# Gilde Gesucht



## colt179 (8. Mai 2013)

hallo,suche ein neues zuhause,spiele zur zeit auf mm als ali ,alli werde ich auch weiterhin bleiben !
Ein server wechsel kommt für mich ihn frage ,wenn alles passt,ts vorhanden,schichtarbeiter!
Was ich suche ,hilfsbereitschaft ,unterstützung ,normaler umgangston ,keine gogo gilde,aktive gilde,gildenlevel ist mir wurst!!Das alles könnt ihr auch von mir erwarten,wenn ihr interesse habt schreibt mich auf mm an unter fazu ,tongma oder hier im forum !


----------



## Natalie221083 (17. Mai 2013)

Hallihallo 

hab deinen Post gefunden wenn du Lust hast kannst du dich bei uns ja einfach mal melden. 
Unsere Gilde Ravenhearts auf Lordaeron sucht momentan noch verstärkt Heiler und Tanks. 
Wir sind momentan im wiederaufbau da wir uns von einigen Leuten verabschieden mussten.
Raiden tun wir momentan Mittwochs und Sonntag von 20:00 - 22:30 Uhr. 
Kannst dir ja mal unsere Homepage anschauen. Da Buffed die Url nicht mag, hab ich die Adresse
hier mal mit Komma statt mit Punkten geschrieben^^ 

http://ravenhearts.host.allvatar.com

Liebe Grüße Laeniara


----------



## Painwulf (28. Mai 2013)

Hiho,


Wir, die Crazy-Devils verstehen uns als Fun- und Feierabendgilde, keine Raidgilde, in welcher der Spaß am Spiel im Vordergrund steht. 
Wir bieten eine organisierte und langjährig bestehende Umgebung, die mit großteils älteren Semestern aufwarten kann. Eigener TS3 und Homepage sind vorhanden. 

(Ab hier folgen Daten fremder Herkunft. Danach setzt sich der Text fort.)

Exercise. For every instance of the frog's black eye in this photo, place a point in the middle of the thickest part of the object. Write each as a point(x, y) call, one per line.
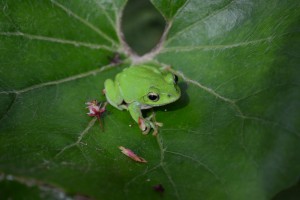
point(175, 79)
point(153, 96)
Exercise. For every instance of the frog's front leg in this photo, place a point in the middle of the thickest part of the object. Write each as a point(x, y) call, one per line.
point(145, 124)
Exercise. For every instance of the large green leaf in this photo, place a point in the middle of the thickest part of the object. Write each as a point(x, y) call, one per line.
point(234, 134)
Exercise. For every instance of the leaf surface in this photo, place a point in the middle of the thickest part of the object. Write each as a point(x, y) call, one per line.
point(234, 133)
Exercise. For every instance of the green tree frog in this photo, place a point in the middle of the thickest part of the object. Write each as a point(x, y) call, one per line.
point(142, 87)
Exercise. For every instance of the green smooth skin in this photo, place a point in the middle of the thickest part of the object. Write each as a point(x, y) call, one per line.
point(132, 87)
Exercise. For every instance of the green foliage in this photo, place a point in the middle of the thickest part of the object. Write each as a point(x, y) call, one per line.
point(234, 134)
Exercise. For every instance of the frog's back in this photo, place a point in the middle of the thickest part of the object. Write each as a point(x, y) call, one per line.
point(135, 81)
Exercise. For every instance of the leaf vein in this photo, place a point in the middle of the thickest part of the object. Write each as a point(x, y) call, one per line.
point(197, 161)
point(197, 22)
point(216, 47)
point(85, 22)
point(81, 135)
point(58, 40)
point(56, 82)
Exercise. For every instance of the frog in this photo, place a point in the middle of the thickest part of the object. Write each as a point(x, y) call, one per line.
point(141, 87)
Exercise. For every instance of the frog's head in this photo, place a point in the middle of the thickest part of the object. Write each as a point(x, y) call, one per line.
point(163, 92)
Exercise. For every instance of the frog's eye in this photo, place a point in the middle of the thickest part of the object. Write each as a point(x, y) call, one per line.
point(175, 78)
point(153, 96)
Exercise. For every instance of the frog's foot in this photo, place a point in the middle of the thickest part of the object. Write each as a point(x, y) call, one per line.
point(146, 124)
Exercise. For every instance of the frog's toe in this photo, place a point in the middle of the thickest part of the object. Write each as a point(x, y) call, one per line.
point(143, 125)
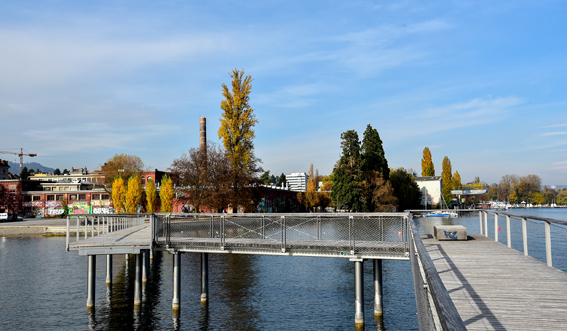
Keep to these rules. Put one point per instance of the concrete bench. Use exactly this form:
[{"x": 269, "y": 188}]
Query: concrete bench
[{"x": 450, "y": 232}]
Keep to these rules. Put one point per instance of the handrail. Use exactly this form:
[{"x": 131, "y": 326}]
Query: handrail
[
  {"x": 109, "y": 223},
  {"x": 524, "y": 218},
  {"x": 442, "y": 310},
  {"x": 286, "y": 229}
]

Unser Spektrum is breit ausgelegt. Ob Questen, PVP, Schlachtzüge oder Archievements, ob alleine oder in der Gruppe. Wir versuchen unseren Mitgliedern regelmäßige Abwechslung zu bieten und erhoffen dieses auch umgekehrt.

Bei uns sind Raids keine Pflicht. RL steht immer im Vordergrund!

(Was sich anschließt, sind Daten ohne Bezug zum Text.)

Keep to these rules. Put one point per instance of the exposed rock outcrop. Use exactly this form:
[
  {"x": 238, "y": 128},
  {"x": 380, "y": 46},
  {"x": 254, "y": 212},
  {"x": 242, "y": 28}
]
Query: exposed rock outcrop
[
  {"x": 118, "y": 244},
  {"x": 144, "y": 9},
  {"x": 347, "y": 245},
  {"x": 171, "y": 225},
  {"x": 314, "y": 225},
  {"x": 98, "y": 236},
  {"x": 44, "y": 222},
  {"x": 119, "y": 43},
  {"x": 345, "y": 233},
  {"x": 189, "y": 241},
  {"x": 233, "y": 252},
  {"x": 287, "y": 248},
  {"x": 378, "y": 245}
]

Wir freuen uns immer auf Zuwachs in der Gilde und hoffen dass unsere Mitglieder viel Spaß bei uns haben.

Liebe Grüße
Gildenleitung CrazyDevils
EU-Area 52 Allianz


----------



## Never walk alone (17. September 2013)

Hallo, wir haben eine kleine und sehr Familiäre Gilde auf Eredar (Horde) gegründet und bauen gerade wieder ne Stamm auf, wenn du magst könntest du dich ja mal Ingame bei mir melden und wir treffen uns im TS und bequatschen alles mal 
Gruß Côsmo


----------



## Alterkrieger (25. Dezember 2013)

Suche noch Aktuell?


----------



## colt179 (31. Dezember 2013)

Update:Ich such auch neh gilde wo ich 2 mal die woche raiden könnte ,ein serverwechsel ist zur zeit nicht bei mir nicht auf dem plan da ich mich auf mm sehr wohl fühle!!Sollte interesse für flex bestehen könnt ihr mich per pn anschreiben dann bekommt ihr mein battle tag!


----------



## Kerosin22 (31. Dezember 2013)

Hi hab grad deine suche gefunden :-)

Wenn du möchtest Kannst du dir gerne mal unsere Homepage anschauen

teuflinge.host.allvatar.com

Fangen aktuell im 10er content das raiden an und suchen aktuell noch spieler für unserer Raids.
Raiden würden wir Freitags und Samstags von 19 - 22 uhr.

Wenn du interesse hast schick mir doch hier ne PM oder add mich mal im Battletag: Idontknow#2673

Bis dahin wünsch ich die viel spass und guten loot

P.s. Sind auf dem server Rexxar


----------